Having the story told from Kelly's perspective has some pluses and minuses. The thing that the filmmakers most want us to come away with is a sense of how Chang Kai-shek and his mainland refugees repressed the native Taiwanese, from the February 28th purges to forcing the population to speak Mandarin rather than their own language. That's a story about Taiwan and its people, but it is kept somewhat at arm's length by having the main character be a white American. Yes, Kelly gives the filmmakers a chance to inform the audience directly; still, there's something vaguely frustrating about needing a device like this, whether because audiences won't see a movie with a Taiwanese cast or because producers assume they won't.

It doesn't help that Kelly is so transparently just a device to serve as a buffer between us and the actual story. It wouldn't be so bad if he had a discernible personality - Van Der Beek plays him as genial and honest, but not really individual - but for much of the movie, he doesn't really do anything. People pass him notes, he follows their directions, and once there, people tell him things. He also provides us with very earnest narration, just in case we weren't sure whether or not he was shocked and appalled. The movie stretches to get to feature-length around his story, killing time by having Kelly call back home to repeat things we already know, and jumping back and forth in time a bit so as to show a couple scenes twice and spread the action out a little.

Van Der Beek isn't awful, mind, just extremely generic. He's better than John Heard as his partner, for instance, who is kind of a lazy stereotype. Most of the other characters are at least well-acted; Tzi Ma, Kenneth Tsang, and Adam Wang fill their roles very well, never hitting any false notes. There's just not much to them. There's hints of a little more to other characters; Wendy Crewson handles her character's twin impulses to help and protect U.S. interests nicely, for instance. Leslie Hope's character isn't much more well-defined than Kelly, but there's a certain tension and determination to her that makes me wish she were the one to go to Taiwan. And then there's Will Tiao, who in addition to playing Ming produced and co-wrote the original story. Ideally, Ming would be the main character, but even while relegated to supporting work, Tiao does a fine job of making us understand what the stakes are for everyday Taiwanese life without just being a guy who gives lectures.

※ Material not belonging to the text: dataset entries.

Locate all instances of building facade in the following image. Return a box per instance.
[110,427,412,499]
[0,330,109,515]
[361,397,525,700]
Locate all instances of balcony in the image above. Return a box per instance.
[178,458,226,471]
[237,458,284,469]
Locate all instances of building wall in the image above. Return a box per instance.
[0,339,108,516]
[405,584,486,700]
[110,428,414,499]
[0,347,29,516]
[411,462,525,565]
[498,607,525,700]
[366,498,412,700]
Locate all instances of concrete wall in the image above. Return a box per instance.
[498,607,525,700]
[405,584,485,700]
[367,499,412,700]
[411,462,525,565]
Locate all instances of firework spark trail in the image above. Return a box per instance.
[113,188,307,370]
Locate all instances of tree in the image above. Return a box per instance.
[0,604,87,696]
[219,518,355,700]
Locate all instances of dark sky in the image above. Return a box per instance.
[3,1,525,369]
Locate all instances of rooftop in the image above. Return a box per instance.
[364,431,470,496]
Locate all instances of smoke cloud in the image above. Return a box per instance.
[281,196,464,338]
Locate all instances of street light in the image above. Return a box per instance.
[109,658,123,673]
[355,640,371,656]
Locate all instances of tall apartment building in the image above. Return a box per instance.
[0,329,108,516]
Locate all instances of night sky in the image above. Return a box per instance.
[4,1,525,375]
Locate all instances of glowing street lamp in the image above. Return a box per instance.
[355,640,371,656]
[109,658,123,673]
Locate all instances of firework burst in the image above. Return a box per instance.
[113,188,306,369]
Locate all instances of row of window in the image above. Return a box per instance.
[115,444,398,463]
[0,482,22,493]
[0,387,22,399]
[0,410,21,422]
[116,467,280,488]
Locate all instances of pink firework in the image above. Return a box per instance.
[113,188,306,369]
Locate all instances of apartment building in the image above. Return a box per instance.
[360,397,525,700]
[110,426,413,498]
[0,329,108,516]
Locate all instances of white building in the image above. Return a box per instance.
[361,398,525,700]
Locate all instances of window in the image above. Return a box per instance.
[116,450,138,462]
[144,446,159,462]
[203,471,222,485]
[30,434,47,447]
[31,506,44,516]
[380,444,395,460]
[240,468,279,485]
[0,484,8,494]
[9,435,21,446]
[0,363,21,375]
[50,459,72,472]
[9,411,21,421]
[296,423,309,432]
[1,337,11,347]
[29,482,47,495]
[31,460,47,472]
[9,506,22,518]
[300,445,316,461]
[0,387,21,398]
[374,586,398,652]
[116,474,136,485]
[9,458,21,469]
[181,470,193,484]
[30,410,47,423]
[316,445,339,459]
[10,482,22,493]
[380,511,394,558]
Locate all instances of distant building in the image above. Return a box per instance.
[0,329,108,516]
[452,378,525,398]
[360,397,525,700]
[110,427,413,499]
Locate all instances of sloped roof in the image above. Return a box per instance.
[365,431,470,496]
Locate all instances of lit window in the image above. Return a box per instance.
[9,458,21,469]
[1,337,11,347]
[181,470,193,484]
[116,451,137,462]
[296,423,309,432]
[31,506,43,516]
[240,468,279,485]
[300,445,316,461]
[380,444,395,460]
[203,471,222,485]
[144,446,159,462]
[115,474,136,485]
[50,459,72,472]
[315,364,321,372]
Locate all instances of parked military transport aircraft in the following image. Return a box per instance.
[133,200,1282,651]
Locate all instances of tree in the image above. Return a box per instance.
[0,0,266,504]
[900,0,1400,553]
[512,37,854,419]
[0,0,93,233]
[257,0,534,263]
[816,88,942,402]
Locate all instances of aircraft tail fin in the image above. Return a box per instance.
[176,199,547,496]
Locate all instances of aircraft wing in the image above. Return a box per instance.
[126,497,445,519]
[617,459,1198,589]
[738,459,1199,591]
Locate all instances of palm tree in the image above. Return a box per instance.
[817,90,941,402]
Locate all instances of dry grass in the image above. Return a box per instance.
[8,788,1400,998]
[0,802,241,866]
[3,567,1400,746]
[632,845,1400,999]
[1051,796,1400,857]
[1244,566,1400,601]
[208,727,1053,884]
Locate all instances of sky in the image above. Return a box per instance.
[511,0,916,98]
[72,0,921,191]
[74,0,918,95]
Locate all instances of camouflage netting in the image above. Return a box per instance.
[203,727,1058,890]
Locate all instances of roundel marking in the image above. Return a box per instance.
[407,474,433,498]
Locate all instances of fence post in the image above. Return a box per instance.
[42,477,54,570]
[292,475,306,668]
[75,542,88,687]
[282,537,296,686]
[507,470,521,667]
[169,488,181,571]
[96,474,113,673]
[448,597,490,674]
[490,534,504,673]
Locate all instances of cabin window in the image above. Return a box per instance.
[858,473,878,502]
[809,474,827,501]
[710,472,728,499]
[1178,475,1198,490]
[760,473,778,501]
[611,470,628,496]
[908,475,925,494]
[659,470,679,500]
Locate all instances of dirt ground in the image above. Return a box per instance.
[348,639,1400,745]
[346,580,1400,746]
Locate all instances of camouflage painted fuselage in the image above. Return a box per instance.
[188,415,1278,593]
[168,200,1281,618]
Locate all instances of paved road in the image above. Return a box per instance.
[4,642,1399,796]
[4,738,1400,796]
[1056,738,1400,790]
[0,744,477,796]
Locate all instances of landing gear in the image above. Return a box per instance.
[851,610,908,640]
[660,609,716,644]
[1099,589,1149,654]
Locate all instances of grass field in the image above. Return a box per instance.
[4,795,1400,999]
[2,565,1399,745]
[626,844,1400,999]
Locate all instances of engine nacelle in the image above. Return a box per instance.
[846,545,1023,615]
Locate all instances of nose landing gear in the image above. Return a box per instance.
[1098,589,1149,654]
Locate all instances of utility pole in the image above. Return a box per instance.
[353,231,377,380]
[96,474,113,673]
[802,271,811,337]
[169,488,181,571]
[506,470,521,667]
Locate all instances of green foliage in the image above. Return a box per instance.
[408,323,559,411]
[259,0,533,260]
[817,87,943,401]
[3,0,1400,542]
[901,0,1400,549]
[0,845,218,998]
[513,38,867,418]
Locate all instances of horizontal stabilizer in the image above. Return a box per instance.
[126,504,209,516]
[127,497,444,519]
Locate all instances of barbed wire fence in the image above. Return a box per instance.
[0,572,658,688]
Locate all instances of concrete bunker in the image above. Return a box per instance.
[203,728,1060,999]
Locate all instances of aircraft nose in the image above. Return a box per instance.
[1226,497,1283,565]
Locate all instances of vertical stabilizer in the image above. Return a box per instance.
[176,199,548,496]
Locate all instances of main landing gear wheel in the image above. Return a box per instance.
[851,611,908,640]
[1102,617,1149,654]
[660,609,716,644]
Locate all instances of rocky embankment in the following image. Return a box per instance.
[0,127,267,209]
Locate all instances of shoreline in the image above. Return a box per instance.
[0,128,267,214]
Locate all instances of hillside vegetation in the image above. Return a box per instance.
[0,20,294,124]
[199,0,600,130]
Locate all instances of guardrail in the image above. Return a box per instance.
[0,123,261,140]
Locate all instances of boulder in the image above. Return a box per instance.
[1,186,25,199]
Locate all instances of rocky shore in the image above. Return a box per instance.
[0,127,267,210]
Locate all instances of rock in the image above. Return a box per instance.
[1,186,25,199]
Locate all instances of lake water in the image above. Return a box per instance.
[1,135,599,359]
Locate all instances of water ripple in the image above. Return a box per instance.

It's a shame that things don't come together a little better; there is a lot of good information presented that many Americans might not be aware of, and director Adam Kane and the six credited writers do a nice job of starting the action as a procedural and smoothly moving things into something on a larger scale. The action is staged well, and is not drawn out when that would be inappropriate. The story doesn't ever rely on otherwise intelligent people doing something stupid.

I don't regret seeing Formosa Betrayed, even if I think it might have been more involving with a Taiwanese cast or informative as a documentary. The reality, however, is that neither of those would likely have gotten even the tiny (but well-timed) release that this film got in theaters and will get on video.